Step 5: Recruit physicians. The key elements of physician recruitment include identifying the types of providers the network needs; reviewing existing clinical performance metrics; making the case for why physicians should join the CIN; and isolating provider gaps and overlaps in the care networks.

Identifying and developing physician champions is paramount to physician recruitment, according to Ms. Capozzalo, because physicians automatically have more credibility with one another than administrators do. "It's important to spend a lot of time building a high level of trust among physicians on the steering committee so they can communicate the business case to joining the CIN to other physicians," she said.

Step 6: Measure and improve programs. All providers should be trained on quality measurement and reporting, but primary care physicians are central to managing patient care across specialties, according to Ms. North.

"When there is no coordinating point, the network is too fragmented," said Ms. North. She added that quarterly or annual performance report cards are not enough to drive improvement; instead, physicians in the CIN need tools that enable ongoing evaluation and education. Ms. North suggests leveraging technology to report their performances back to them in real time and linking performance to reimbursement. "This gets physicians' attention and keeps them engaged," she said.  
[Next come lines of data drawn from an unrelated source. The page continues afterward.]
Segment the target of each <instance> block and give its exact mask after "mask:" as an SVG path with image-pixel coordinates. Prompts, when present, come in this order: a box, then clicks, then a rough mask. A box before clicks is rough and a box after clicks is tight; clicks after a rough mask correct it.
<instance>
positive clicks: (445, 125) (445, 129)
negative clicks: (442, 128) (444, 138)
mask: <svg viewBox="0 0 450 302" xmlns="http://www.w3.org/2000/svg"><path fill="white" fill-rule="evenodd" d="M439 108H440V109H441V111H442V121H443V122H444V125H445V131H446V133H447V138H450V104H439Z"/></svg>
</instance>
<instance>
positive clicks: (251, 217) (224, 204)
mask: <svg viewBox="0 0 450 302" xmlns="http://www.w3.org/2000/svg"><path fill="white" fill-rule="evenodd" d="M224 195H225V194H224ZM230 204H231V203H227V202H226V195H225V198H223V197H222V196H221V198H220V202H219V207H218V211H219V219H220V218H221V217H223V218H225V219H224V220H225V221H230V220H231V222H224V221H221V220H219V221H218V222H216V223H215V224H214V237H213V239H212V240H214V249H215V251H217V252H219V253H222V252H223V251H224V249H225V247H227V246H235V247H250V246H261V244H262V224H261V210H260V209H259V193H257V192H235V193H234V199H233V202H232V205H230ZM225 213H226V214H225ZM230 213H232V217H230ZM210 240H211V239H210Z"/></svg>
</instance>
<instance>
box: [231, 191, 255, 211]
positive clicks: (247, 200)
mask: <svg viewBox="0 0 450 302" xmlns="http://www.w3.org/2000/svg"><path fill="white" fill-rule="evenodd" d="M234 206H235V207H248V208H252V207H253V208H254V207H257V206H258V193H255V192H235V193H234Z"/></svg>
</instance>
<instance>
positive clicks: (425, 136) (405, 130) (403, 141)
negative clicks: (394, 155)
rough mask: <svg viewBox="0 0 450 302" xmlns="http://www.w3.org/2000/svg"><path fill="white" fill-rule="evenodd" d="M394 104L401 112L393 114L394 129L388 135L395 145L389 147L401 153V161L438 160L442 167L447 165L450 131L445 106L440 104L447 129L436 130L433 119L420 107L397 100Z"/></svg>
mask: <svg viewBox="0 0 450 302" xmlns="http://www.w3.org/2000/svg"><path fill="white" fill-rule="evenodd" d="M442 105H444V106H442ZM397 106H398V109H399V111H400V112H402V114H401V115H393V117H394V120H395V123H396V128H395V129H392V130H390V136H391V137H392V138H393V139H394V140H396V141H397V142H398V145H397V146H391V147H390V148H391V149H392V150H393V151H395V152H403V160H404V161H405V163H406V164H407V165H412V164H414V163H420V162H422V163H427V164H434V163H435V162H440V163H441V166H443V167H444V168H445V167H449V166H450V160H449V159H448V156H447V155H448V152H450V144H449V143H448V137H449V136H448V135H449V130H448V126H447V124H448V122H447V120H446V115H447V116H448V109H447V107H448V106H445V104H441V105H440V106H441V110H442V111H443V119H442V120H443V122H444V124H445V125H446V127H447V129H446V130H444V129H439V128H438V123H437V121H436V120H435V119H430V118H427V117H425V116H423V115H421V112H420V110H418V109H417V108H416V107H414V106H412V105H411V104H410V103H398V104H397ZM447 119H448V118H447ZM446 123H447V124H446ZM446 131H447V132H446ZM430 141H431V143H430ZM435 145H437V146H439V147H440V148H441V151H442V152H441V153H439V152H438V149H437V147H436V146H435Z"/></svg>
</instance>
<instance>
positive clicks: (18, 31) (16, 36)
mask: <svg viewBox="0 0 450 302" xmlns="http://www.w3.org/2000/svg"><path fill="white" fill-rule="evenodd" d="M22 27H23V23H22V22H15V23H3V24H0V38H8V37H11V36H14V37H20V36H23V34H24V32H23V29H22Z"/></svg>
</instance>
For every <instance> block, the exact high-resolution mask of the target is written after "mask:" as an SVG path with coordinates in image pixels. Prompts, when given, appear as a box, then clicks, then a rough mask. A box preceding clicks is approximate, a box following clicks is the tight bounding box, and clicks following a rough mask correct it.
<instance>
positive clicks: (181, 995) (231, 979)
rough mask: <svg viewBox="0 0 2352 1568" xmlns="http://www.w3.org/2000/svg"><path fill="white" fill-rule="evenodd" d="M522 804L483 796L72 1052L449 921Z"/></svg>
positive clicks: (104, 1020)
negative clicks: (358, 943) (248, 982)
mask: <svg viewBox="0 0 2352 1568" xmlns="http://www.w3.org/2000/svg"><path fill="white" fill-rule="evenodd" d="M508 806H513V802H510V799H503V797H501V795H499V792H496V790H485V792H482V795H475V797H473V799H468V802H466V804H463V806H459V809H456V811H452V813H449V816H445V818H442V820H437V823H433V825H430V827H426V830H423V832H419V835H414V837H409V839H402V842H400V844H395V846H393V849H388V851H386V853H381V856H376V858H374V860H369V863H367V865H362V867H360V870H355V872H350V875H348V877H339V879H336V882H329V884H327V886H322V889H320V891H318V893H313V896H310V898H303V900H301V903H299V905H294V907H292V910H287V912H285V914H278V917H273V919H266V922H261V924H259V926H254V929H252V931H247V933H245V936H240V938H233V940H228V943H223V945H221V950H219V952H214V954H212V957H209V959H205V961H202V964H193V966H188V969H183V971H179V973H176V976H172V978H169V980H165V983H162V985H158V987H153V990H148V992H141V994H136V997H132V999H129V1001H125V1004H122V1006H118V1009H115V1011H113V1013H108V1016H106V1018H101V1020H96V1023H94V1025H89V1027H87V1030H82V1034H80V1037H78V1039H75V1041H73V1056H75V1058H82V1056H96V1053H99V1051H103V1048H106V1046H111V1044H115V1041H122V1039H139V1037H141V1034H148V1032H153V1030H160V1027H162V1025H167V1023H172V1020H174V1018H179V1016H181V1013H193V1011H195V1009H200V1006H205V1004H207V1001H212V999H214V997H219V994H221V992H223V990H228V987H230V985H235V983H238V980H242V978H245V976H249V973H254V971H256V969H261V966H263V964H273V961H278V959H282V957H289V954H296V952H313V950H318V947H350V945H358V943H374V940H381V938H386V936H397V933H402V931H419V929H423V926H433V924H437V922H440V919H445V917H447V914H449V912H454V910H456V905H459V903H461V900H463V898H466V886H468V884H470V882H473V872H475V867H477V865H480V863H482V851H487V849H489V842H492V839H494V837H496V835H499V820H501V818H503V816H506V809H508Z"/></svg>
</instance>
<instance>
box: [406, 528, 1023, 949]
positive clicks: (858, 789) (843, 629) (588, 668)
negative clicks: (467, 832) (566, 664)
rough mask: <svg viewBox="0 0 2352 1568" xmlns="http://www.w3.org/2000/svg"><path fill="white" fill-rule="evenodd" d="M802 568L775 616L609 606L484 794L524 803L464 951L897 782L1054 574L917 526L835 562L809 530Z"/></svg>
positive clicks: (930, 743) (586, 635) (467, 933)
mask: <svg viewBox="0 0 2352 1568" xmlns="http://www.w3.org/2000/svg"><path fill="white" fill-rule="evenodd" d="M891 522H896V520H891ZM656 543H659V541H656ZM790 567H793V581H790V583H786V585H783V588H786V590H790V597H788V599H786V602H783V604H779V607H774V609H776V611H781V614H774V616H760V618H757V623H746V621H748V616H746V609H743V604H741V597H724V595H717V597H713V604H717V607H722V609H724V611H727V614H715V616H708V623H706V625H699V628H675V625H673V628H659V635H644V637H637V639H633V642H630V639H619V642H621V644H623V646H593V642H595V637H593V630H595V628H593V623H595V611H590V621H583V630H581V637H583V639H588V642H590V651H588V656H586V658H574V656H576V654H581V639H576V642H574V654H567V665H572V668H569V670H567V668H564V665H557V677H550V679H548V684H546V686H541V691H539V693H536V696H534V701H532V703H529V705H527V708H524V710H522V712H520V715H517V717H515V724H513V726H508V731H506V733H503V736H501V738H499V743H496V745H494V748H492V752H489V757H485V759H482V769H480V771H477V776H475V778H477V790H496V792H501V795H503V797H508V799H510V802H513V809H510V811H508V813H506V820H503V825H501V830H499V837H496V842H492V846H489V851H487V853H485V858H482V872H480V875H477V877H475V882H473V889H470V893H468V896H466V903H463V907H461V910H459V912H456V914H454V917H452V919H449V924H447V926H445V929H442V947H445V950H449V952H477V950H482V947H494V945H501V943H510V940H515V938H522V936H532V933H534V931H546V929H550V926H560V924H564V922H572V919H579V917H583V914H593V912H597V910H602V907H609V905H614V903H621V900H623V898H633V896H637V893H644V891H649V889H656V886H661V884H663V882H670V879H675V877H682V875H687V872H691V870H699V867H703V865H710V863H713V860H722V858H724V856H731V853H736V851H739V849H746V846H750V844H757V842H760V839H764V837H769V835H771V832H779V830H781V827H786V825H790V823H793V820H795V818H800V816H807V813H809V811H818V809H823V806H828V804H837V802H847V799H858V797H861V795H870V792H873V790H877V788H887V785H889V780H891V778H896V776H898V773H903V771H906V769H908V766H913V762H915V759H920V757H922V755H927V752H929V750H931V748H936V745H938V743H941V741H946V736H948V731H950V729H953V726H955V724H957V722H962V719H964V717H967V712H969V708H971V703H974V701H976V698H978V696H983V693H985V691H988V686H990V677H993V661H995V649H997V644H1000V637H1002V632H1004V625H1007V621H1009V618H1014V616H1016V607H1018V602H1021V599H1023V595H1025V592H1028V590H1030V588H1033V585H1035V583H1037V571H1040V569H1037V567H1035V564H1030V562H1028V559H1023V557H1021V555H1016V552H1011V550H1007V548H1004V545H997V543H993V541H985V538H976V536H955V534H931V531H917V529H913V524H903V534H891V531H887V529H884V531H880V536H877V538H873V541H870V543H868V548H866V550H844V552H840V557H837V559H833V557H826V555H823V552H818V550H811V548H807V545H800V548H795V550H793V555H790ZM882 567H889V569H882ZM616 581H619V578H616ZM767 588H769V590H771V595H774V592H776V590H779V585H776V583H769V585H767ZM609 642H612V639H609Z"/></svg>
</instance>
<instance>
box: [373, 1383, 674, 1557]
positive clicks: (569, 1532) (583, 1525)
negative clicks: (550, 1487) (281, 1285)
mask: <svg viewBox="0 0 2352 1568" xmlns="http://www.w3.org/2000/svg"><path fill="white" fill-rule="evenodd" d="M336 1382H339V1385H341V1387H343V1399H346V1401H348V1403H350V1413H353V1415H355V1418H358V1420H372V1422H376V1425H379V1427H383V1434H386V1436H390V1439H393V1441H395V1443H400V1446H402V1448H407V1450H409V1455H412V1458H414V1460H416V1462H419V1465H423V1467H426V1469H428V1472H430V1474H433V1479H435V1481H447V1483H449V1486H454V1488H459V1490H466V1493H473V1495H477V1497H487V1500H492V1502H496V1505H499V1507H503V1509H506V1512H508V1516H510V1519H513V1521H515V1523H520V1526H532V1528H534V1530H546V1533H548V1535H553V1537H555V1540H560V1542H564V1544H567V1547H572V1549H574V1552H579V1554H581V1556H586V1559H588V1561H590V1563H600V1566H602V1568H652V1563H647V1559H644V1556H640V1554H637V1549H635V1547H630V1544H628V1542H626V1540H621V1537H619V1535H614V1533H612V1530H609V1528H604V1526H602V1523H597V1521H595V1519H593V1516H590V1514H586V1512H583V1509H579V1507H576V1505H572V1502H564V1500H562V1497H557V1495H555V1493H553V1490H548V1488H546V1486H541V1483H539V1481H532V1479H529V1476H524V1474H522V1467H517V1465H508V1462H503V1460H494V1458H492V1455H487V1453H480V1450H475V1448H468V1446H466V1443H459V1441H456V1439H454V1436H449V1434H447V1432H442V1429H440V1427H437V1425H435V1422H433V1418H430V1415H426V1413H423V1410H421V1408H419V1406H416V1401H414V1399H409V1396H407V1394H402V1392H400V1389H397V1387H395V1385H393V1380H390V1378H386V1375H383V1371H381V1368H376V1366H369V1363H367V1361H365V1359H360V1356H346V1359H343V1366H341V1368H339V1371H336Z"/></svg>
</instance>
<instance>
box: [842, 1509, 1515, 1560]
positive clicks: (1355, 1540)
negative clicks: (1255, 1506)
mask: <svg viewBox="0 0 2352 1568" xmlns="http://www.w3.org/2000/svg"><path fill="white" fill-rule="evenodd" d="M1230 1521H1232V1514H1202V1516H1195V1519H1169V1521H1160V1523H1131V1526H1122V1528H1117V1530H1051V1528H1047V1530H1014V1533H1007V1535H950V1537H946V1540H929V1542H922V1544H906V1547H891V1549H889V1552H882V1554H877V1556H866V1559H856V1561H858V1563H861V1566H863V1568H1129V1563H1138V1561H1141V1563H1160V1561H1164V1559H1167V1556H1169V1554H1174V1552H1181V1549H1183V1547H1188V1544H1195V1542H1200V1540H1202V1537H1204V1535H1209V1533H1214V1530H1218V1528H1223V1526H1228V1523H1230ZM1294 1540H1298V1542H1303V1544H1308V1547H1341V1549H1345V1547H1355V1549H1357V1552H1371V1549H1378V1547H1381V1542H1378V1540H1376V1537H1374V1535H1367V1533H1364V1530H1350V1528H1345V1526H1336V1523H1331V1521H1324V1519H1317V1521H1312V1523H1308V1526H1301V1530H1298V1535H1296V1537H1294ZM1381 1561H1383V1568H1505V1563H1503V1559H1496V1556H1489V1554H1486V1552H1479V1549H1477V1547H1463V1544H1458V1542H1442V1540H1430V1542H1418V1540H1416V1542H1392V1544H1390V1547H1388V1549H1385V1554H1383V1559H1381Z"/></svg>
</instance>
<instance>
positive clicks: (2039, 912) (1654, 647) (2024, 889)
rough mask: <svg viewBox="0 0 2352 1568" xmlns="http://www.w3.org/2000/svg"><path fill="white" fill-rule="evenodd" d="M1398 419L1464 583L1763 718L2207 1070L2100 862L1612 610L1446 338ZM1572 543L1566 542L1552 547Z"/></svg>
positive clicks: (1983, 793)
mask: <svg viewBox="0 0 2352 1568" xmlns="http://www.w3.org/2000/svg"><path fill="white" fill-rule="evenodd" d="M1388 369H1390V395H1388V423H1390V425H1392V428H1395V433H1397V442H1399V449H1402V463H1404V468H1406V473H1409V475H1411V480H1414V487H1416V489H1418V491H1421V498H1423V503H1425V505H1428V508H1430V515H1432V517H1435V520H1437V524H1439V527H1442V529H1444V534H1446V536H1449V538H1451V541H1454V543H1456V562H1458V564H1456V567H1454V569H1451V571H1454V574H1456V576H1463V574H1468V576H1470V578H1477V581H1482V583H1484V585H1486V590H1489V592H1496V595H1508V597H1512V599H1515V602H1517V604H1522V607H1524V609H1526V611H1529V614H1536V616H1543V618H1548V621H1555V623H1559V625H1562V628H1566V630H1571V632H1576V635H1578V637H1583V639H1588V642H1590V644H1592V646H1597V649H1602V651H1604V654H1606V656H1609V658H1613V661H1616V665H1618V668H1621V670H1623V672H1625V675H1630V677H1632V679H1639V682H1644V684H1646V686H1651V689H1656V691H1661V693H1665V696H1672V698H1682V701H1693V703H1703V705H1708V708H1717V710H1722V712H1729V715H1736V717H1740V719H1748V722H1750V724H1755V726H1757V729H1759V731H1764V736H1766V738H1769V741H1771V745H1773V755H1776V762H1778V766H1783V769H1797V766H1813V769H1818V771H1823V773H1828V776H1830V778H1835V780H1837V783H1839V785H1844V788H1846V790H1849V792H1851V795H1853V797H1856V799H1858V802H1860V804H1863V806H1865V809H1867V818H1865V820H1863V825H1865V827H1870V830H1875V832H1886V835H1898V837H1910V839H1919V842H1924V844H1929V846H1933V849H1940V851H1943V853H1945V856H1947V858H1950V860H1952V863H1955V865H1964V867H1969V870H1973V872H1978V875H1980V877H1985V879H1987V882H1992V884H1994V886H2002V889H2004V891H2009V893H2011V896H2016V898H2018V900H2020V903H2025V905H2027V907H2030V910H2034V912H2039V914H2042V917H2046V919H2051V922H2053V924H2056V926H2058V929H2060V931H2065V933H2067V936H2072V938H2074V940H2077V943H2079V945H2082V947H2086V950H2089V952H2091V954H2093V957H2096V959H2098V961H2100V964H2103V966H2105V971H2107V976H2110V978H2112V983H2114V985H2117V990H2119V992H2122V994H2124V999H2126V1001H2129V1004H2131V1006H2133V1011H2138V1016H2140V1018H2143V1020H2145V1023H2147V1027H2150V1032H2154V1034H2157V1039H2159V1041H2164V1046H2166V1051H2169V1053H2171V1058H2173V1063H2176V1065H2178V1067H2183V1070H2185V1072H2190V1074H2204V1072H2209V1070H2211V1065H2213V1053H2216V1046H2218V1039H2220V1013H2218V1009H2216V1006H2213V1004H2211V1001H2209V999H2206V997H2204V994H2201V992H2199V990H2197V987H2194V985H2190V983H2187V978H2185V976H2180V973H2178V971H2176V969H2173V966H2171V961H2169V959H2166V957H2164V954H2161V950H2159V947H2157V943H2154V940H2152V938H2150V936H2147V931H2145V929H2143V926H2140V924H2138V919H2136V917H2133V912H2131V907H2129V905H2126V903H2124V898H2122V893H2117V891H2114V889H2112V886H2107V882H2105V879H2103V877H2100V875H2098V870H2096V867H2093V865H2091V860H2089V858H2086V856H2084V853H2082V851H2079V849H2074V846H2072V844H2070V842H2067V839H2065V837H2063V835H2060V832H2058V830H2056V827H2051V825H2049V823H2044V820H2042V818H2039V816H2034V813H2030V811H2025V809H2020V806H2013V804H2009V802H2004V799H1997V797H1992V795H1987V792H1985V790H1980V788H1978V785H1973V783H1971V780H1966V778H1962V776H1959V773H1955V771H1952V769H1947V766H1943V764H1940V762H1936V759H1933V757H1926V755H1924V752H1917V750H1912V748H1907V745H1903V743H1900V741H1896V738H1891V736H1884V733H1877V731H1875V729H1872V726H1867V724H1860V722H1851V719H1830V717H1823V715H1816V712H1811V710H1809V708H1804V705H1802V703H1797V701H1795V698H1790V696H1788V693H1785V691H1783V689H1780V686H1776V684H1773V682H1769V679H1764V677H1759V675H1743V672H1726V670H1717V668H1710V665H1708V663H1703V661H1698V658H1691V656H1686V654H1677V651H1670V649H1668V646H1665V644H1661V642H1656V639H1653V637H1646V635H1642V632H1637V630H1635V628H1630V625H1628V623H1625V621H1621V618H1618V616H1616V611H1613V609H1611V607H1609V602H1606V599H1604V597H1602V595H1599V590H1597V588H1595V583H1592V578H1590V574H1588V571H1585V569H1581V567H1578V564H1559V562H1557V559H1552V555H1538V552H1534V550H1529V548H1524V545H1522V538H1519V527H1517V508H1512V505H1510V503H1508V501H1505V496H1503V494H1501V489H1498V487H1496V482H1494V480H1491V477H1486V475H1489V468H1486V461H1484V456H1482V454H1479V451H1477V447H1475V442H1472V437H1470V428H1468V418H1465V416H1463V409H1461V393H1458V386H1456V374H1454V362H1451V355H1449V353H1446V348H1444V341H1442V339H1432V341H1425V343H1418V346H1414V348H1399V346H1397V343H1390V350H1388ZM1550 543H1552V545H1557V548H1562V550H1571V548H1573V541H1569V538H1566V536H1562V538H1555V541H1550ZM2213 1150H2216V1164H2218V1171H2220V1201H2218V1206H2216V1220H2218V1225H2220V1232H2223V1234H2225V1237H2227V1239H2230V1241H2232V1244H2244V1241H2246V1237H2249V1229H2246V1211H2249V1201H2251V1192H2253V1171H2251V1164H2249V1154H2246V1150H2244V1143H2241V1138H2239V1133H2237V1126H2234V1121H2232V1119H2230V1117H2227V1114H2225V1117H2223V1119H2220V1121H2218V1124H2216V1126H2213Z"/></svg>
Step 7: Engage payers. The final step in the process is engaging payers in negotiations. Payers should only be integrated after legal standards have been agreed upon and the network has demonstrated it has a data-driven set of goals.

The network's value proposition to payers is the ease of working with a single organization that will provide all the care and services to their customers while lowering cost and improving quality.

In more practical terms, payers appreciate the administrative straightforwardness that accompanies working with an organization that both creates the infrastructure and provides the services. If a CIN can prove it can expand and attract more employers, payers will be interested.